Resistance Temperature Detectors (RTD's) are temperature sensing devices consisting of a wire coil or deposited film of pure metal, usually platinum. The element’s resistance increases with temperature in a known and repeatable manner. RTD's exhibit excellent accuracy over a wide temperature range, –200°C (-328°F) to 650°C (1202°F).
- Stability and repeatability: The platinum RTD is the primary interpolation instrument used by the National Institute of Standards and Technology from –260 degrees Celsius to 630 degrees Celsius. Precision RTD's can be manufactured with a stability of 0.0025 degrees Celsius per year.
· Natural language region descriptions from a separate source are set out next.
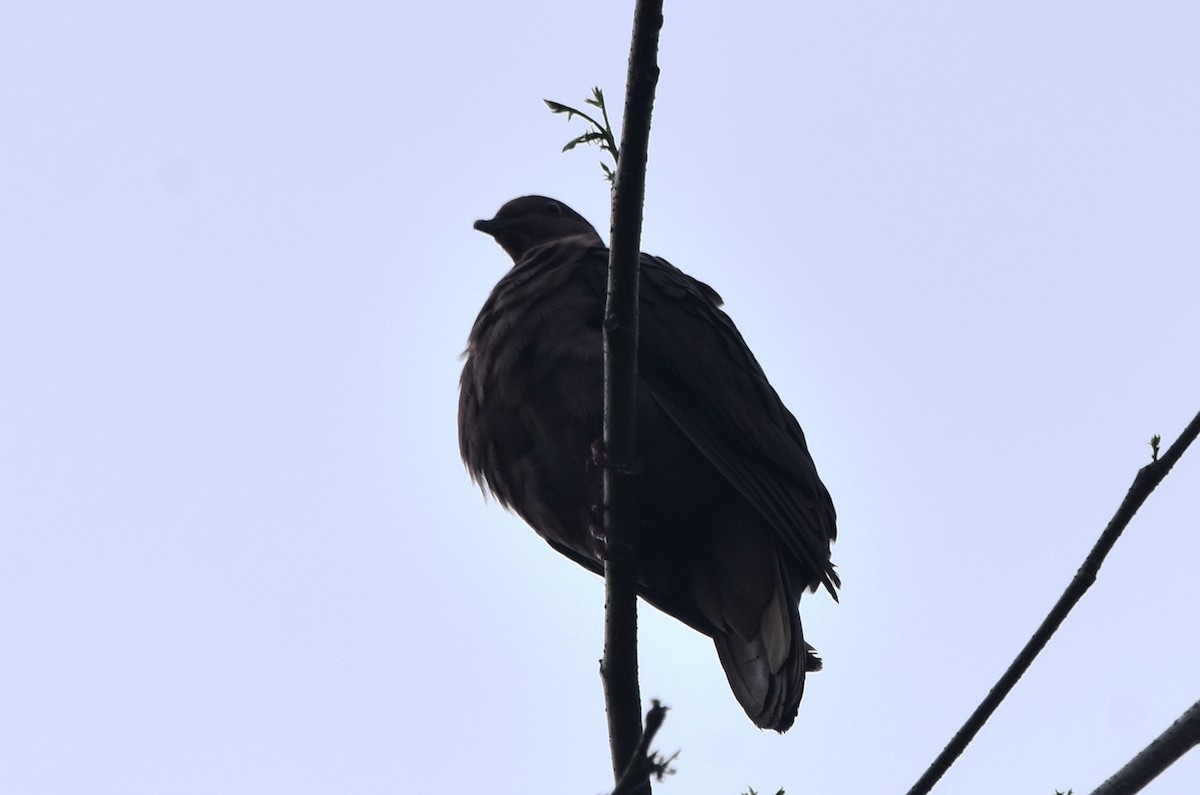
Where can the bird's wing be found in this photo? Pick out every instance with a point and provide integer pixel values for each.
(699, 369)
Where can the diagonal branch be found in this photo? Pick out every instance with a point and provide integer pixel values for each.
(618, 668)
(1144, 483)
(1180, 737)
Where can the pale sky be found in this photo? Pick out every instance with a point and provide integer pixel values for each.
(239, 553)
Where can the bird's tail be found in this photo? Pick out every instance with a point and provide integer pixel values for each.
(767, 670)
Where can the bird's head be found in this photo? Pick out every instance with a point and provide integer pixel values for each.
(531, 221)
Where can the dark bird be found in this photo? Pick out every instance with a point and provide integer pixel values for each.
(732, 522)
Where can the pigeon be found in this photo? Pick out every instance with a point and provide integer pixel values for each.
(730, 521)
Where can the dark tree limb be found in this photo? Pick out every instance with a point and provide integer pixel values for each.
(618, 668)
(1180, 737)
(1144, 483)
(643, 763)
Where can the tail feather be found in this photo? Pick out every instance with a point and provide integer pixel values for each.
(766, 670)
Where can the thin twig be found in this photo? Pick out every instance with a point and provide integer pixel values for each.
(1144, 483)
(618, 669)
(643, 764)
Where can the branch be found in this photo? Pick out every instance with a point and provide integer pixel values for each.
(1144, 483)
(618, 669)
(646, 764)
(1180, 737)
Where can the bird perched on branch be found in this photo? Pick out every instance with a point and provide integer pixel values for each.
(731, 521)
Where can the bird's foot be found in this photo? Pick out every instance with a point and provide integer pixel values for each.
(601, 461)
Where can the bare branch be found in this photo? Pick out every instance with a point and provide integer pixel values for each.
(1180, 737)
(1144, 483)
(619, 665)
(646, 764)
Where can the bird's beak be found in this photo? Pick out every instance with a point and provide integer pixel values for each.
(491, 227)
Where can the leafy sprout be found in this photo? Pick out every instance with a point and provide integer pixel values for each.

However, most industrial models drift less than 0.1 degrees Celsius per year.
- Linearity: The platinum RTD produces a more linear curve than thermocouples or thermistors. The RTD’s non-linearities can be corrected through proper design of resistive bridge networks.
- Sensitivity: The voltage drop across an RTD provides a much larger output than a thermocouple. Since thermistors have a higher resistance than RTDs, the measuring current through them may be so low as to limit self-heating, making their voltage drop less than that of an RTD.
- Standardization: RTD's are manufactured to industry standard curves, usually 100 ohm platinum to IEC 751, which makes them very interchangeable.
- System Cost: RTD's usually offer a lower system cost than do thermocouples as they use ordinary copper extension leads and require no cold junction compensation.
A thermocouple consists of two wires of dissimilar metals welded together into a junction. At the other end of the signal wires, usually as part of the input instrument, is another junction called the reference junction. Heating the sensing junction generates a thermoelectric potential (emf) proportional to the temperature difference between the two junctions. This millivolt-level emf, when compensated for the known temperature of the reference junction, indicates the temperature at the sensing tip. Published millivolt tables assume the reference junction is at 0 degrees Celsius.
Thermocouples are simple and familiar. Designing them into systems, however, is complicated by the need for special extension wires and reference junction compensation.
Thermocouple advantages include:
- Extremely high temperature capability: Thermocouples with a noble metal junction may be rated as high as 1700°C (3100°F).
- Ruggedness: The inherent simplicity of thermocouples makes them resistant to shock and vibration.
- Small size/fast response: A fine-wire thermocouple junction takes up little space and has low mass, making it suitable for point sensing and fast response.
Thermistors are resistive devices usually made of metal oxides formed into a bead and encapsulated in epoxy or glass. Thermistors show a large negative temperature coefficient. Their resistance drops dramatically and non-linearly with a temperature increase. A thermistor’s sensitivity is many times that of an RTD, but its useful temperature range is limited. Because of wide variations of performance and cost among thermistors, generalized advantages and disadvantages may not always apply.
Typical benefits are:
- Lower Sensor Cost: Basic thermistors are less costly than RTDs and thermocouples, but when assembled in protective sheaths or wells the price difference narrows. Thermistors with tighter interchangeability or extended temperature ranges often cost more than RTDs.
- High Sensitivity: Resistance may be several thousand ohms, which provides a larger output than RTDs with the same measuring current, offsetting lead wire resistance problems. Caution must be taken to limit measuring current because thermistors are more susceptible to self-heating than are RTDs.
- Point Sensing: A thermistor bead may be the size of a pinhead, allowing for small area sensing.